Baddeley was clearly emotionally dependent on Steele, as well as relying on her for business sense. But I’m not sure I entirely buy Rizzo’s depiction of Steele as being focused primarily on using Baddeley as a source of income. Time and again, Steele retrieves Baddeley from unfortunate situations, puts her on her feet again, and sees her back into some semblance of functionality. There are situations presented where Steele’s actions make no sense unless she had a genuine attachment to her.
Rizzo also asserts that the women’s story is an example of a principle that she has identified that when women’s alliances are used in support of patriarchal structures, they are successful, but when they ally to oppose patriarchal structures, they’re doomed. Baddeley and Steele regularly scorned the men whose desires supported them, mocking many of Baddeley’s suitors and playing cruel tricks on others. But I don’t see that Baddeley’s eventual fall from fashion can be pinned on that attitude, except by treating it as some abstract moral accounting. Based on the evidence presented, it strikes me that Baddeley‘s fall was caused by her extravagant personality, her lack of common sense when it came to business, and her addictions.

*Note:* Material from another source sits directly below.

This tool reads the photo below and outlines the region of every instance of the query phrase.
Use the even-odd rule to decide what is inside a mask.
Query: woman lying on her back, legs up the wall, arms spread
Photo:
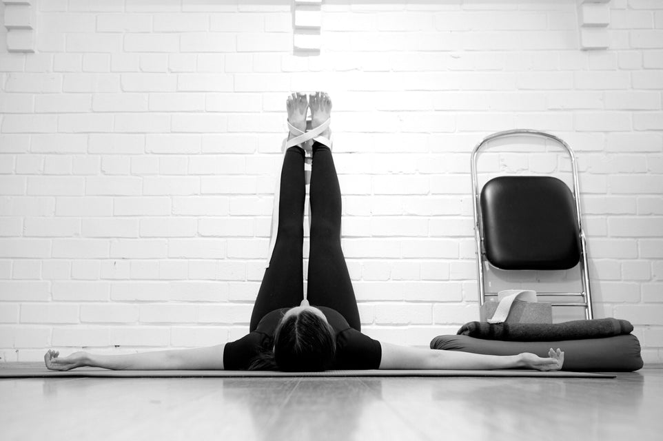
[[[312,130],[306,131],[306,114]],[[329,142],[332,101],[325,93],[292,94],[287,100],[291,139],[283,160],[278,227],[269,267],[254,305],[249,334],[227,344],[180,349],[59,357],[48,351],[48,369],[538,369],[562,368],[564,353],[489,356],[390,345],[361,333],[359,311],[340,247],[340,187]],[[313,137],[311,233],[307,298],[303,298],[304,158]],[[310,302],[310,303],[309,303]],[[312,306],[315,305],[315,306]]]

In fact the more I read through this book the more it feels like there’s an underlying streak of misogyny in how Rizzo interprets many of the biographies. Women’s motivations and actions are interpreted negatively whenever possible. Not that the men’s actions are depicted any more positively, so perhaps we might say an underlying misanthropic streak. This may be turned around in the next few chapters, where the topic turns to biographies of women considered to be altruistic.